Nine of a recent England Test XI were educated at a private school, highlighting problems of exclusivity that run through the game, and which appear to be becoming more entrenched. James Wallace examined an uneven playing field in the October issue of Wisden Cricket Monthly.
Read more from WCM’s cricket’s diversity crisis series here
First published in issue 36 of Wisden Cricket Monthly
Test cricket is a game of contrasts: bat/ball, spin/pace, out/not out. It’s risk vs reward, creamy whites and cherry reds. Days of meticulous planning against a moment of sheer instinct. Division is also at its core: batsmen play bowlers, county vs country, a history of amateurs and professionals. Great rivalries give the game oxygen. So when things become too samey, too comfy, it’s a problem.
Scyld Berry has covered a lot of cricket – 43 years of the stuff – so when he notices something, it’s worth paying attention. Last month he wrote a column for the Telegraph titled ‘Why England would be a better team with more state school players in it’, in which he noted that the top-six batsmen for the second Test against Pakistan and, unprecedentedly, nine of the total XI, were the products of a fee-paying education. Too samey. Too comfy.
Berry believes that this homogeneity leads to ‘group-think’ on and off the field, pointing to the example of the interchangeable dismissals of their batsmen when England were reduced to 27-9 (eventually 58 all out) against New Zealand at Eden Park in 2018, and their “stiff upper lip” reactions off it. He describes the omission of Lancashire batsman Liam Livingstone – who was part of the squad but is yet to make his Test debut – as a “lamentable waste of talent and failure to embrace heterogeneity”. Livingstone was in good form, having scored a fluent 88 in a warm-up match and shown an aptitude for audacious shots. The point being that his more homespun style may have given the Kiwis something more – or at least something different – to think about.
“Of course I’d have stopped the rot and got a hundred…” Livingstone tells WCM, tongue firmly in cheek. He saw Berry’s piece and was flattered. “The way I grew up, playing club cricket is different to lots of lads. I wouldn’t change anything, even if some of the pitches in the northern leagues were terrible. It stood me in good stead.”
Boys against men in club cricket is a schooling of different sorts, and a pathway that Graham Thorpe, England’s assistant coach, recognises. “It was very much the clubs,” he says. “Our club set-up locally was fantastic. I think a lot of the counties now direct a lot of these younger players to the private schools.

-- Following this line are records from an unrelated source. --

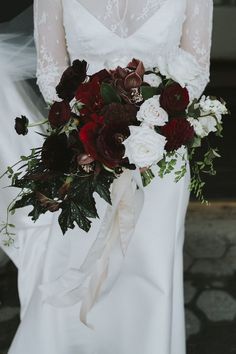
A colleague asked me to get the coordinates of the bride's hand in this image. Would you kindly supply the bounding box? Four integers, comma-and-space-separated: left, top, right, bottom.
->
139, 167, 149, 173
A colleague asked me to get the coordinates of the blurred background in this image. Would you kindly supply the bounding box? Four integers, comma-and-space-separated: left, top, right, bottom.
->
0, 1, 236, 354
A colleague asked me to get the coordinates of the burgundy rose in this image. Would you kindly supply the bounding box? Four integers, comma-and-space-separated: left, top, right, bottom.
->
96, 121, 130, 168
15, 115, 29, 135
41, 133, 73, 172
161, 118, 194, 152
48, 101, 71, 128
79, 112, 131, 168
76, 77, 104, 115
160, 83, 189, 115
56, 59, 88, 101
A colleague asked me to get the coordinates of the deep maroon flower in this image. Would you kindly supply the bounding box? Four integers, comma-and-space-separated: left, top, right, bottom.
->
161, 118, 194, 152
102, 103, 138, 125
91, 69, 111, 83
15, 115, 29, 135
160, 83, 189, 115
48, 101, 71, 128
41, 133, 73, 172
96, 120, 130, 168
76, 77, 104, 115
56, 59, 88, 101
110, 59, 145, 103
79, 112, 131, 169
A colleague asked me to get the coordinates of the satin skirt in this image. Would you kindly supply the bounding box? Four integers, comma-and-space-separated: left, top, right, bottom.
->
2, 160, 190, 354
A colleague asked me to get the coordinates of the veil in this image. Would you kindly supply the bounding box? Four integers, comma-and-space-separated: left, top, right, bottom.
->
0, 6, 51, 262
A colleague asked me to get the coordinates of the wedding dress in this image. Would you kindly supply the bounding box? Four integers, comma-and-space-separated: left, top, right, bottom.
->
0, 1, 213, 353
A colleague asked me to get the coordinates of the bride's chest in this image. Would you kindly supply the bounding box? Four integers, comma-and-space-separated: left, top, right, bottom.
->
62, 0, 187, 66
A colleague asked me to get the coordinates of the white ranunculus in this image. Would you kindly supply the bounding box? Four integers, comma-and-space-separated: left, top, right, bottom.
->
143, 73, 162, 87
199, 96, 228, 122
187, 117, 205, 137
137, 95, 168, 127
188, 116, 217, 138
199, 116, 217, 137
123, 125, 166, 168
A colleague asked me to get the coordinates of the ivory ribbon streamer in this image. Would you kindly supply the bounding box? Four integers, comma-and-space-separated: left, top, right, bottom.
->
40, 169, 144, 328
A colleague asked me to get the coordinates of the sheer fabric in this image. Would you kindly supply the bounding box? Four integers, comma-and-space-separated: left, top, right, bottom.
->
34, 0, 213, 103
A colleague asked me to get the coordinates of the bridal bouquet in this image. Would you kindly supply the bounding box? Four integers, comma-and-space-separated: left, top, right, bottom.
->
1, 58, 228, 240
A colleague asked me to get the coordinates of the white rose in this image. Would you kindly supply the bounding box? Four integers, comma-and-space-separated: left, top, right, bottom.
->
200, 96, 228, 122
123, 125, 166, 168
143, 73, 162, 87
137, 95, 168, 127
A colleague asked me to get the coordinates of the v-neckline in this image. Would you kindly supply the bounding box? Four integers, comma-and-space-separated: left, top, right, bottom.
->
72, 0, 168, 40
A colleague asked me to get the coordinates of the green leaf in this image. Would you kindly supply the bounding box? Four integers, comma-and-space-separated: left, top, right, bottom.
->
71, 175, 98, 219
141, 86, 159, 100
58, 200, 91, 234
93, 171, 115, 204
101, 83, 121, 104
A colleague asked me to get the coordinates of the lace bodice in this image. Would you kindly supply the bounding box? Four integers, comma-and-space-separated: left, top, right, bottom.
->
34, 0, 213, 103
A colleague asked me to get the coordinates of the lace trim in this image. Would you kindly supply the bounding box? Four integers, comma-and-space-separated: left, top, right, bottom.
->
36, 45, 61, 103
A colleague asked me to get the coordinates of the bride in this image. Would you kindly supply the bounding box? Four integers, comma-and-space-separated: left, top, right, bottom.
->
0, 0, 213, 353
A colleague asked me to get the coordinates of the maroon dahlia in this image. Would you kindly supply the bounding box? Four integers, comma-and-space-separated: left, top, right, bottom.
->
161, 118, 194, 152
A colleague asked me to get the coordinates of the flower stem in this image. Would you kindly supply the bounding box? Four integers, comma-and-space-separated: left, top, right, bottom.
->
141, 168, 155, 187
28, 119, 48, 128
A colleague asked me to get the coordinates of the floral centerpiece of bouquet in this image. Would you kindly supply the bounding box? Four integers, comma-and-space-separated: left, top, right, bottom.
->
0, 58, 228, 242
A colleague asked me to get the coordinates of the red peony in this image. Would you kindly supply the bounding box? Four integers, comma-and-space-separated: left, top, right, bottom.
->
91, 69, 111, 83
161, 118, 194, 152
160, 83, 189, 115
48, 101, 71, 128
76, 77, 104, 115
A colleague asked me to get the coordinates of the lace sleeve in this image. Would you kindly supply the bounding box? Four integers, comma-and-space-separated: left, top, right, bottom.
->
180, 0, 213, 99
34, 0, 69, 103
157, 0, 213, 100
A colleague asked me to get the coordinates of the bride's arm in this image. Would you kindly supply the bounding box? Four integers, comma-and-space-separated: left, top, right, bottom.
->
157, 0, 213, 100
34, 0, 69, 103
180, 0, 213, 99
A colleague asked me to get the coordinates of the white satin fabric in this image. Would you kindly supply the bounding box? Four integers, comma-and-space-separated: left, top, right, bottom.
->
0, 0, 213, 353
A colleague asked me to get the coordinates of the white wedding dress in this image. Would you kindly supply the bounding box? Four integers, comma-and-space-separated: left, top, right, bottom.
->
0, 1, 213, 353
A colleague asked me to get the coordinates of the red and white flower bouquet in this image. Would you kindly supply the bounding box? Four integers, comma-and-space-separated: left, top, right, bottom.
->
0, 58, 228, 241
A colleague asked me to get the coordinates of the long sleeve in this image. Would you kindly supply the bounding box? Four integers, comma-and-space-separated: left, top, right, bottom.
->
34, 0, 69, 103
180, 0, 213, 99
157, 0, 213, 100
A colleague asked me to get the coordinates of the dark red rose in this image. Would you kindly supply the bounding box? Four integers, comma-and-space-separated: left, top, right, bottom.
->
15, 115, 29, 135
48, 101, 71, 128
41, 133, 73, 172
79, 114, 104, 160
76, 77, 104, 115
79, 112, 130, 168
161, 118, 194, 152
160, 83, 189, 115
56, 59, 88, 101
96, 120, 130, 168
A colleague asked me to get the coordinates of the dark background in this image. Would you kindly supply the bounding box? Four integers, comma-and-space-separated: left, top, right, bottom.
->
0, 1, 235, 199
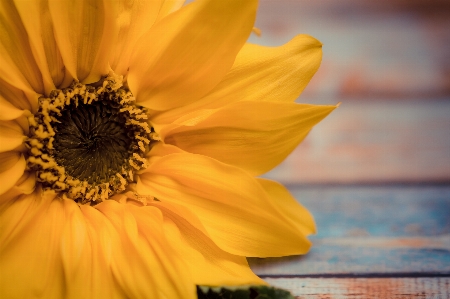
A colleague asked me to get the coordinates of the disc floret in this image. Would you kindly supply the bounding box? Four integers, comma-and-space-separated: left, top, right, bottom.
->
27, 72, 156, 205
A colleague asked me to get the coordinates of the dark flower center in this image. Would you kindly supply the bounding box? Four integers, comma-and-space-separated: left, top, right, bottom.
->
53, 100, 133, 184
26, 73, 155, 205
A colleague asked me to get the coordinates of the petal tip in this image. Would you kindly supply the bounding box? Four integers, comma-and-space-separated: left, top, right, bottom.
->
295, 34, 323, 48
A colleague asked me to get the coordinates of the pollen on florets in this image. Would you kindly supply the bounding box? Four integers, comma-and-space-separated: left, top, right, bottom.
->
26, 72, 157, 205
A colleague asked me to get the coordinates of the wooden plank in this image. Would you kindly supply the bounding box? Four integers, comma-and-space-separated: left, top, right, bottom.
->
251, 0, 450, 99
249, 0, 450, 185
250, 243, 450, 275
264, 277, 450, 299
263, 101, 450, 184
249, 186, 450, 275
288, 185, 450, 238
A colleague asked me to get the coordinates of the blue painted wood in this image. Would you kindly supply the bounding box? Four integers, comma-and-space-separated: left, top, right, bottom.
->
249, 185, 450, 276
293, 185, 450, 238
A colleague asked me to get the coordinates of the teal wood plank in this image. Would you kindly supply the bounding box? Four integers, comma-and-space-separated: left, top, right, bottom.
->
293, 185, 450, 238
249, 185, 450, 275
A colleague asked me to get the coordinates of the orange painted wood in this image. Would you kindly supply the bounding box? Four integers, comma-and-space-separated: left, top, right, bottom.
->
264, 277, 450, 299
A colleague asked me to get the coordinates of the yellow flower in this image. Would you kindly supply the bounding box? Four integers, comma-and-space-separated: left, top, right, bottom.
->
0, 0, 336, 298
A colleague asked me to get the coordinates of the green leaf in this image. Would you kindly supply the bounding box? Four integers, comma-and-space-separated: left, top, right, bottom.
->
197, 285, 295, 299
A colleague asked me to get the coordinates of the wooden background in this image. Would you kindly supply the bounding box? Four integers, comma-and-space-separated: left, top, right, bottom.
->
249, 186, 450, 298
247, 0, 450, 297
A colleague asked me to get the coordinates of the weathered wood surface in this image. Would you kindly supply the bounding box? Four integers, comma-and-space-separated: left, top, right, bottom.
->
264, 277, 450, 299
263, 100, 450, 184
249, 186, 450, 297
251, 0, 450, 100
246, 0, 450, 297
251, 0, 450, 185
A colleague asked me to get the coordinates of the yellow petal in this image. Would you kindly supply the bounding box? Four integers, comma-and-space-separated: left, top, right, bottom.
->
205, 35, 323, 105
0, 77, 38, 113
0, 170, 36, 206
0, 95, 25, 121
79, 206, 129, 299
0, 1, 44, 94
138, 153, 312, 257
0, 120, 26, 153
109, 0, 163, 75
60, 201, 95, 299
110, 0, 184, 76
0, 190, 195, 299
59, 201, 126, 299
95, 201, 196, 299
153, 201, 266, 286
257, 178, 316, 236
49, 0, 116, 83
11, 113, 30, 136
128, 0, 257, 111
0, 152, 26, 196
163, 101, 336, 176
14, 0, 71, 93
0, 192, 126, 299
155, 0, 186, 22
151, 34, 323, 124
146, 142, 186, 160
0, 192, 66, 299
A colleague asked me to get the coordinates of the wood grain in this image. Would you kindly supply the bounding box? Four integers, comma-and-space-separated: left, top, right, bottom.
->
263, 101, 450, 184
251, 0, 450, 99
264, 277, 450, 299
249, 186, 450, 275
246, 1, 450, 297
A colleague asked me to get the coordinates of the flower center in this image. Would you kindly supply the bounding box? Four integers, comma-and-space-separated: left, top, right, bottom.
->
52, 100, 132, 183
26, 73, 156, 205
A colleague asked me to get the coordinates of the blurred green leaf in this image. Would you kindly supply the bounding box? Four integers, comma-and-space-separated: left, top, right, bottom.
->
197, 285, 294, 299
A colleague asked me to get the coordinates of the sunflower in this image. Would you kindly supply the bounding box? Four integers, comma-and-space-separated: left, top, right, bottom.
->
0, 0, 336, 298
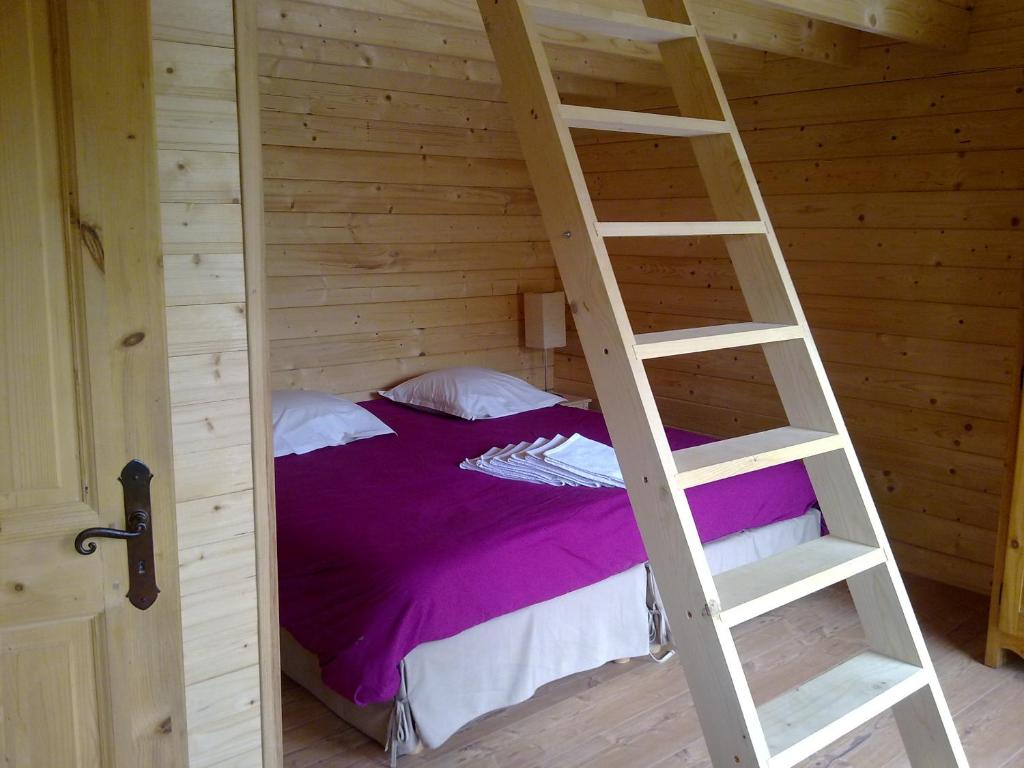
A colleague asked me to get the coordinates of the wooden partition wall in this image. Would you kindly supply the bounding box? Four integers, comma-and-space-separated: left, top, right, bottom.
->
257, 4, 560, 399
556, 0, 1024, 595
152, 1, 266, 765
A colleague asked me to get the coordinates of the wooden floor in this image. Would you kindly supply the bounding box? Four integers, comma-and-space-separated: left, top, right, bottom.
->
281, 576, 1024, 767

With Surrey, Rory Burns, Jason Roy, Dom Sibley all went to Whitgift [an independent school in South Croydon]. It’s possible they get directed in that way.”
Someone who has vast experience of this is Dr Sarah Fane, the newly appointed director of the MCC Foundation, who spent the last 18 years running the Afghan Connection charity, which she established in 2002. Fane has seen how cricket can transform lives, her work reaching places that sat untouched by sport or education. She is hopeful that a network of 55 (and growing) MCC Hubs, which are “unashamedly about talent, totally free to access and absolutely for state-educated kids”, can help to reach those children who might fall through the cracks.
There are plans in place to pilot the hubs in more inner-city areas, working closely with existing community groups and networks. She mentions plans for a new hub in Croydon, working with the Refugee Cricket Project, which brings together young refugees and asylum seekers to offer not only opportunities to meet and play but also to offer advice and support on things such as homework, safe use of the internet and ‘form completion’. Helping with this thorny stuff and letting children who find themselves in this position be children for a precious hour or two sounds unfathomably vital. It’d be some story if just one of these kids went on to pull on an England shirt in 15 years’ time.
Scyld Berry believes that the game in this country is in danger of becoming the sport of a “privileged and receding niche”. The English cricket teams should be more representative of society as a whole. If the aim is to inspire the hearts and minds of those watching, then the audience wants to see a reflection of themselves on the pitch. Someone they can point to and say: ‘They made it, why can’t I?’ If everyone they’re watching comes from the same few places and has an identikit story, then the dream remains just that, too distant to grasp.